TuGraph is a high performance graph database.
https://tugraph.org
Apache License 2.0
1.42k stars 190 forks source link

[Performance] Simple COUNT can not return for large graph #198

Open frank-zsy opened 1 year ago

frank-zsy commented 1 year ago

Describe the bug The simple COUNT for nodes can not return for a large graph.

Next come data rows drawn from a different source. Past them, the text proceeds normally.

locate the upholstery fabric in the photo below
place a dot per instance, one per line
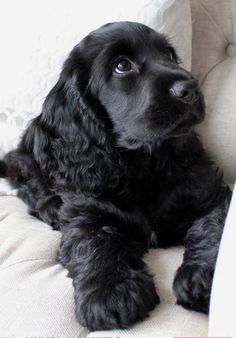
(223, 299)
(37, 296)
(214, 64)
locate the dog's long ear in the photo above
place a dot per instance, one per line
(70, 139)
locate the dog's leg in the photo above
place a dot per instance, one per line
(112, 289)
(193, 280)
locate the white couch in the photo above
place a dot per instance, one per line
(36, 295)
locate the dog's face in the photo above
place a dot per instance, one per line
(133, 72)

To Reproduce Steps to reproduce the behavior:

  1. Import a large graph to database, like hundreds millions nodes and billions edges
  2. Run MATCH (n) RETURN COUNT(n)
  3. The Cypher above may not return forever

Expected behavior There maybe meta data about the graph in database so we can easily know the graph scale in my database.

Environment:

Additional context In Neo4j, nodes count and edges count are almost displayed on the sidebar of current database and will be updated while importing data, even for large graph with billions nodes and edges.

hjk41 commented 1 year ago

Currently TuGraph does no keep track of the number of vertexes or edges. Instead, it scans the whole graph and counts the vertexes/edges when asked to, which takes a long time. It is expected to return after a long time, but eventually it should return. You can estimate the time as the following: {total_db_size}/(100MB/s).

Tracking the number of vertexes and edges is a feature that can be implemented. I will see what I can do in the holidays.